Thursday, June 03, 2010

Seanergy Maritime Holdings Corp. (NASDAQ: SHIP; SHIP.W) announced that the company has completed the final documentation, after entering into a Share and Purchase Agreement with Maritime Capital Shipping (Holdings) Limited, a company incorporated in the British Virgin Islands, for the acquisition of a 51% ownership interest in Maritime Capital Shipping Limited, a company incorporated in Bermuda (MCS), for a purchase price of $33m. The purchase price was paid to the seller from the proceeds of the company's recent equity offering completed in February 2010 and from the company's cash reserves. The seller, which is controlled by the Restis family, one of the Company's major shareholders, has retained a 49% ownership interest in MCS.

As a result of the acquisition, the size of the company's fleet has increased from 11 to 20 dry bulk vessels, comprising four Capesize, three Panamax, two Supramax, one Handymax and 10 Handysize dry bulk carriers, with a combined cargo-carrying capacity of approximately 1.3 million dwt and an average fleet age of 12.7 years.

Dale Ploughman, the Company's Chief Executive Officer, stated: "We are pleased to announce the completion of the MCS acquisition on schedule. We view this as a strategic and transformational acquisition for Seanergy. It has increased our controlled fleet to 20 vessels while it has decreased our average fleet age, and we believe it expands our revenue and profit generation capacity.

"Furthermore, we believe the MCS acquisition enhances the overall stability and visibility of our cash flows. 89% of MCS' ownership days in 2010, 67% for 2011, 59% for 2012 and 41% for 2013 are already secured under fixed employment with corresponding revenues of approximately $117 million and EBITDA of $99 million for the respective period.

"As a result of the acquisition of MCS, our fleet will have a more balanced charter portfolio enabling us to benefit both from secured cash flows from period employment and from the expected continued market upside with the portion of our fleet opening for re-chartering. On a combined fleet basis, we have secured under period employment 93% of ownership days in 2010, 58% for 2011, 27% for 2012 and 19% for 2013.

"We believe that we acquired MCS at an attractive price. The projected adjusted EBITDA from the MCS contribution is estimated to be $23 million for the remainder of 2010 and $40 million for 2011 implying a purchase price to EBITDA multiple of 1.6 times on an annualized basis.

"In the short period of less than two years as a publicly-traded company, we have more than tripled our controlled fleet from six to 20 vessels and quadrupled our combined cargo-carrying capacity, without sacrificing the strength of our balance sheet.

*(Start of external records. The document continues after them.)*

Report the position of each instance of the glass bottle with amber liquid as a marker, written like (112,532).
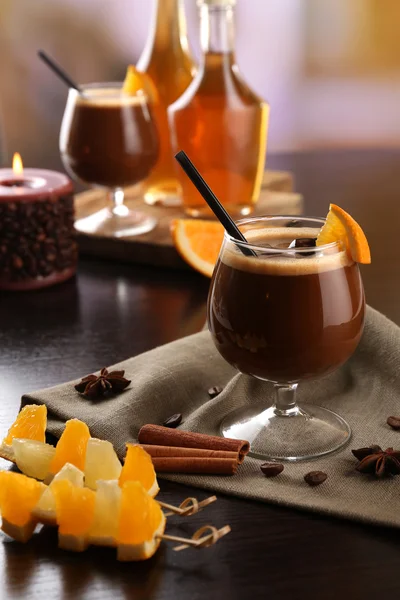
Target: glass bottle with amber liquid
(167,59)
(219,121)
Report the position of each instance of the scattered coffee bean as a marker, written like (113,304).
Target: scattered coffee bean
(271,469)
(173,421)
(314,478)
(394,422)
(214,391)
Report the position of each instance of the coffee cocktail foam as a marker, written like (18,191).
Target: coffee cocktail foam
(110,97)
(284,261)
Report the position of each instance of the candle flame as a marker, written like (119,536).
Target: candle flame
(18,167)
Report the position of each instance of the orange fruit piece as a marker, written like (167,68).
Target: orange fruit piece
(135,81)
(340,226)
(141,522)
(45,510)
(198,241)
(71,447)
(18,496)
(138,466)
(30,424)
(75,512)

We also believe that the timing of the MCS acquisition is optimal, as it enables Seanergy to benefit right away from the gradual global economic recovery with a larger and younger fleet.

"Our objective is to continue to build Seanergy into a leading player in the global shipping industry with prudent and well-timed acquisitions. We believe Seanergy is one of the most undervalued companies amongst our peers and we will continue to make every effort to increase Seanergy's shareholder value."